ADO .NET vs. SQL Server Management Studio – ADO performs worse – This article will take you through the common SQL errors that you might encounter while working with c#, sql,  sql-server. The wrong arrangement of keywords will certainly cause an error, but wrongly arranged commands may also be an issue. SQL keyword errors occur when one of the words that the SQL query language reserves for its commands and clauses is misspelled. If the user wants to resolve all these reported errors, without finding the original one, what started as a simple typo, becomes a much bigger problem.

SQL Problem :

I’m running the same commands in ADO.NET C# and Sql Server Management studio. The SQL that runs via C# performs significantly worse – memory usage is worse (using up all available memory) and thus causing the database executing time to increase. The management studio isn’t perfect (it too causes sql server to use up memory) but it’s not as bad as via ADO.NET.

I am running: Windows 7, Sql Server 2008 R2, 10.50.1600. C# .NET 3.5. Sql Server management Studio 2008 R2. All programs and databases are on my local dev machine.

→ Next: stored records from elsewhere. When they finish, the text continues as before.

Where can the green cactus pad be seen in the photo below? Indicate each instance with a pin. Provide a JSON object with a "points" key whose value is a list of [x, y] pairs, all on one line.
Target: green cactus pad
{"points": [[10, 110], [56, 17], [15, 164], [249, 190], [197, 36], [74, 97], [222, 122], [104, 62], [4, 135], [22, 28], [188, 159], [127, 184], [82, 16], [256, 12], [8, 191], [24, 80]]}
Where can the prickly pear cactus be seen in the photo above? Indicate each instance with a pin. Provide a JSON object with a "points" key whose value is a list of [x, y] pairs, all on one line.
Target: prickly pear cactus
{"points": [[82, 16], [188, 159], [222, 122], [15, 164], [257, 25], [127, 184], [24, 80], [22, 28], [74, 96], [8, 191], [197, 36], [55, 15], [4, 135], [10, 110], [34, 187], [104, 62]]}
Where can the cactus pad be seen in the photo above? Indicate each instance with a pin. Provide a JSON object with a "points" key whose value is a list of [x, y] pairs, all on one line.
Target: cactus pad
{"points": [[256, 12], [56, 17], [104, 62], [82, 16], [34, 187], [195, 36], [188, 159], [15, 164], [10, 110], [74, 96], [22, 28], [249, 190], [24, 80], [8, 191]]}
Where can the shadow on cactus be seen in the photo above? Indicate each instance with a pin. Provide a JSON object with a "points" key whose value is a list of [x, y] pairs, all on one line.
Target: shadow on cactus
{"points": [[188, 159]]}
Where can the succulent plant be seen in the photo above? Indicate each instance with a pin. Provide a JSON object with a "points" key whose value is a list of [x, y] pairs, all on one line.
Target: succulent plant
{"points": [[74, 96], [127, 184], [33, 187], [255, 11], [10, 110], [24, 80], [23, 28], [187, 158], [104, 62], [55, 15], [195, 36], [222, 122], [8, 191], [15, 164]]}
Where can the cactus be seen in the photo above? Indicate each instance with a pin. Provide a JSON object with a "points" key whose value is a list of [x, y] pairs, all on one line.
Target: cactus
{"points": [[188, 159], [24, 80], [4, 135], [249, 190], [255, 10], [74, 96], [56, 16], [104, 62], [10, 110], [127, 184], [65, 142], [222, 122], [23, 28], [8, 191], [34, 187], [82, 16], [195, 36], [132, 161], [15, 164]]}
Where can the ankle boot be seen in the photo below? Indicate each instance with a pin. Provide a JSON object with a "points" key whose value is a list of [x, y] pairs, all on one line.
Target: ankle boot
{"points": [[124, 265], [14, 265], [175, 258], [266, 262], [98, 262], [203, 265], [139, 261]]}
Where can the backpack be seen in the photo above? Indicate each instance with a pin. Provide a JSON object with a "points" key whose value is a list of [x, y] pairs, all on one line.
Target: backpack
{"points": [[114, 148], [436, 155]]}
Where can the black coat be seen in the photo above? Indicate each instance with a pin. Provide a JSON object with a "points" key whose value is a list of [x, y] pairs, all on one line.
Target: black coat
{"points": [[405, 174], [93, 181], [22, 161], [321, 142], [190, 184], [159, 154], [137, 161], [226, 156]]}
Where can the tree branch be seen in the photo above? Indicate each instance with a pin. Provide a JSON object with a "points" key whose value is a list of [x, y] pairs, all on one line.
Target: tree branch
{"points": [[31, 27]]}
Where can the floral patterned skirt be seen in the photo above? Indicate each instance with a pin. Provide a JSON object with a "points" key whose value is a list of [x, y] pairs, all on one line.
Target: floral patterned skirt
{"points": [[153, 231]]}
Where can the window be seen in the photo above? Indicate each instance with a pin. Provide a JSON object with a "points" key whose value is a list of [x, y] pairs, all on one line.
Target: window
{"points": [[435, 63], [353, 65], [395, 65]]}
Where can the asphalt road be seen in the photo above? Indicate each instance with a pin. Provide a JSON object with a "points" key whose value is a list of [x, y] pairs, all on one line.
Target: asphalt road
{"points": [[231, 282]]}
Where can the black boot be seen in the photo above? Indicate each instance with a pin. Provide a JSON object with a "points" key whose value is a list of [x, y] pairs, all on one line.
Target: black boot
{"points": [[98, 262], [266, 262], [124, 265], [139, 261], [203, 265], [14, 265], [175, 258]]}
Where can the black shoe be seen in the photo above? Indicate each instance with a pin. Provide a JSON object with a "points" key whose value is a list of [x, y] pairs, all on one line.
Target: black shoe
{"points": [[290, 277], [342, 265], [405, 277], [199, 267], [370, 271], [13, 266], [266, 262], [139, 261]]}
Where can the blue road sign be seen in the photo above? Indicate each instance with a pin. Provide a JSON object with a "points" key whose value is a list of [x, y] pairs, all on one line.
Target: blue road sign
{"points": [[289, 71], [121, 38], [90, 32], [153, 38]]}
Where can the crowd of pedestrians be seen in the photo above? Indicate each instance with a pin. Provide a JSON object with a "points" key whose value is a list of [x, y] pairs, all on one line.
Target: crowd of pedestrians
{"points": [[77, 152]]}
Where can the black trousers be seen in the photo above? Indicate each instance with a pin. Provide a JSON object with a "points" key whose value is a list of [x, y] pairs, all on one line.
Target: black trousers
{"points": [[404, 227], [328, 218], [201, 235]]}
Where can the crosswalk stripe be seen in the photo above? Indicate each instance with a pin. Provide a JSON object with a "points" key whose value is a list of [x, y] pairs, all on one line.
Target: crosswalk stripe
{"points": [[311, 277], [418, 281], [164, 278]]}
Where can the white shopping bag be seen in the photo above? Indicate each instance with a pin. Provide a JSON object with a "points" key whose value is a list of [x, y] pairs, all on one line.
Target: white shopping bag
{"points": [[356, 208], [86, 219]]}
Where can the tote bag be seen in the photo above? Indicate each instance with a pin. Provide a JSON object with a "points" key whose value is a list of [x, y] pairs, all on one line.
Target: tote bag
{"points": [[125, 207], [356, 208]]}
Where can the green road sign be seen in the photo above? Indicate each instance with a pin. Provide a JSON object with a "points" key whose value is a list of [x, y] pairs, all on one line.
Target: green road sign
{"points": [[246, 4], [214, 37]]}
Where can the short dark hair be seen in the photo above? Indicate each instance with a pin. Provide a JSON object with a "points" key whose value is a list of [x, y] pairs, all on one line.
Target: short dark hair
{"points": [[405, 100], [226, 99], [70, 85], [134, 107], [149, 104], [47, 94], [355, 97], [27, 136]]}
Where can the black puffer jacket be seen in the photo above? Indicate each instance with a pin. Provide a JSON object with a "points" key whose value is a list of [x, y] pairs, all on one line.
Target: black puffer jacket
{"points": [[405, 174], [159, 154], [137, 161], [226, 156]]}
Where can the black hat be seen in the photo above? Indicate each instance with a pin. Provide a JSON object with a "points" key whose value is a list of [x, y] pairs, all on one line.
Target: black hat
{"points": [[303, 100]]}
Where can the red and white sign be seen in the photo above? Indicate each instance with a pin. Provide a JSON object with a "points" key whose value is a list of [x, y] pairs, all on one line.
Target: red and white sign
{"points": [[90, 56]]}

The SQL I am running is 40 create view’s and 40 create unique indexes on 2 database’s. I need to do this on the fly as we are running a database compare between 2 databases (for reasons that aren’t relevant we need to compare views and not tables). And since performance is an issue we cannot leave the views and indexes around all the time.

The SQL looks like this:

create view [dbo].[view_datacompare_2011106] with schemabinding as ( 
SELECT t.[ID], t.[Column1], t.[Column2], t.[Column3],  FROM dbo.Table t WHERE t.[ID] in ('1','2','3','4') )
create unique clustered index [index_datacompare_2011106] on [dbo].[view_datacompare_2011106] (ID)

The only difference is that the C# code does not call Go. Each create cmd is wrapped up in a using statement and called via ExecuteNonQuery() e.g.

using (SqlCommand cmd = new SqlCommand(sql, this.connectionActualDb))
cmd.CommandTimeout = Int32.Parse(SqlResources.TimeoutSeconds);

P.S. SET ARITHABORT must be ON when you are creating or changing indexes on computed columns or indexed views.

Solution :

Use Waits and Queues methodology to investigate the performance bottleneck. You’ll find the root cause and then we can advice accordingly. Most likely your C# application runs into concurrency due to locks, very likely held by the application itself. Typically one blames plan changes due to parameter sniffing, as in Slow in the Application, Fast in SSMS, but with DDL statements this is unlikely.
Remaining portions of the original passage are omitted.